I can speak for myself that I might become activated (as in grassroots activities) when someone I like/trust is being attacked. What you're seeing here in these threads is activism and that's a good thing. Each of us brings perspective and ideas and styles of reactions. In times like this, though, we have to remember that this is foosel's decision in the end and we must trust her to make the best one that makes sense for her.
It's easy to disagree on the choice of pizza toppings but we hope by the end of that endeavor that it's not turned into a food fight. Unless you're into that.
I went trough GDPR thing few times and consulted lawyers and wrote bunch of code and whatnot trying to go around the whole crappy thing ... even own few domains
the are currently without any content as when I put them up the server was hacked inside 7 days
on some of the systems I control we had to pay 3rd party to do a cookie scan and control (imo this is a direct racket by google, the only cookies that site serves are trough google adds script and we have to pay additional 50+ eur monthly for the gdpr compliance addon) ... not much that can be done...
in case of octoprint I assumed that owner could virtually step down and move the online ownership to someone else outside of EU but I forgot about the whole income from adds, affiliate stuff etc etc that make the whole thing very very very hard / impossible
thinking more about solutions - how about using 3rd party "upload service" ... e.g. I use this pasteboard.co thing for images, pastebin.com is used by many big companies for snippets, mega could be used for files... I was not investigating this type of solution before 'cause it was impossible for my projects to use the 3rd party servers so we just closed all EU entities and moved away from EU (easy for me, I'm not EU citizen)... is the site affected by GDPR if it's only showing links to possible "problematic" content? since afaik they were not even able to charge bittorrent site owners as "link to copyrighted material" != copyrighted material..
just mine $.02 ... I'd hate for forum to die 'cause of GDPR
yes, that is always a problem when you use 3rd party service for hosting stuff and then link change... I do photography as a hobby and seen many forums where whole threads are with hundreds of broken links as foto hosting sites changed how their url's look when they upgraded their systems.. but implementing "upload filters" is impossible task
another huge issue is that "check" by bot is not a problem, the problem is that already there's a whole bunch of vulture companies that search for small business sites to extort money from using GDPR as excuse so checks are manual, real ppl pretending to be "your friends"

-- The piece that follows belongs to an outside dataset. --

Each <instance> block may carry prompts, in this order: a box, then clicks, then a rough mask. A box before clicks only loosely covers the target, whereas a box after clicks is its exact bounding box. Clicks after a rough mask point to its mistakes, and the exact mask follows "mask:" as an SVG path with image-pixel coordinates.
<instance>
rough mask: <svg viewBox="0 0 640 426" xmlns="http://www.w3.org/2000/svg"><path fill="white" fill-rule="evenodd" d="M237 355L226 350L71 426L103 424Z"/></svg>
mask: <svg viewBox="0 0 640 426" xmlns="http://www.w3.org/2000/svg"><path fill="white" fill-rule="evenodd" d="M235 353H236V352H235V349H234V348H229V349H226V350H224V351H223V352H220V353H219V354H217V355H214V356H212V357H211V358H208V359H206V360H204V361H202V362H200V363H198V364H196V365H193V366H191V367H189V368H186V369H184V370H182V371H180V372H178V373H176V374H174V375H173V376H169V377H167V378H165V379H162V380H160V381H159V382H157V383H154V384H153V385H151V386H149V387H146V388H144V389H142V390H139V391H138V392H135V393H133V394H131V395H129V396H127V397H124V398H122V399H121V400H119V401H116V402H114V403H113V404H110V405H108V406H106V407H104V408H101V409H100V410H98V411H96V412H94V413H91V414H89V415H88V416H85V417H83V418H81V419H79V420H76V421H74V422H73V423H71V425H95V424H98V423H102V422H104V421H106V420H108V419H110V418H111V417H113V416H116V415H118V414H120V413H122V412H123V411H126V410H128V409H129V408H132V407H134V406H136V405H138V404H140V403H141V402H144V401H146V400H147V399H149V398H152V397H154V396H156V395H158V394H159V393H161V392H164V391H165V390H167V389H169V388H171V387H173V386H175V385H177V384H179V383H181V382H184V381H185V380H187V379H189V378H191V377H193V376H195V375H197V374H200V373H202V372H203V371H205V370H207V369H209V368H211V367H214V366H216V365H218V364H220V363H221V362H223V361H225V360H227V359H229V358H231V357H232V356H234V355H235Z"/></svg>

@arhi You are confusing GDPR (which is already in effect) and the new proposed EU Copyright Directive (which thankfully isn't yet in effect and could still be prevented in its current form with quite destructive articles 12 & 11).
@foosel, sorry, you are 10000% right my bad ... we were trying to make solution for all of them in the same time so I took it as one but yes, the new EU CD is not in effect yet
No, she doesn't. I mean, she does, but, it would require checking each and every upload manually. And with thousands of users, each with different things to upload...
That's a fulltime job for at least 10 people, 24 hours a day
I just don't see how a single person could check every upload for compliance
Please. No more personal attacks or national/international politics that aren't relevant. US vs EU competitions are silly, go elsewhere if you want to engage in this type of stuff. I'll start deleting posts that aren't on-topic.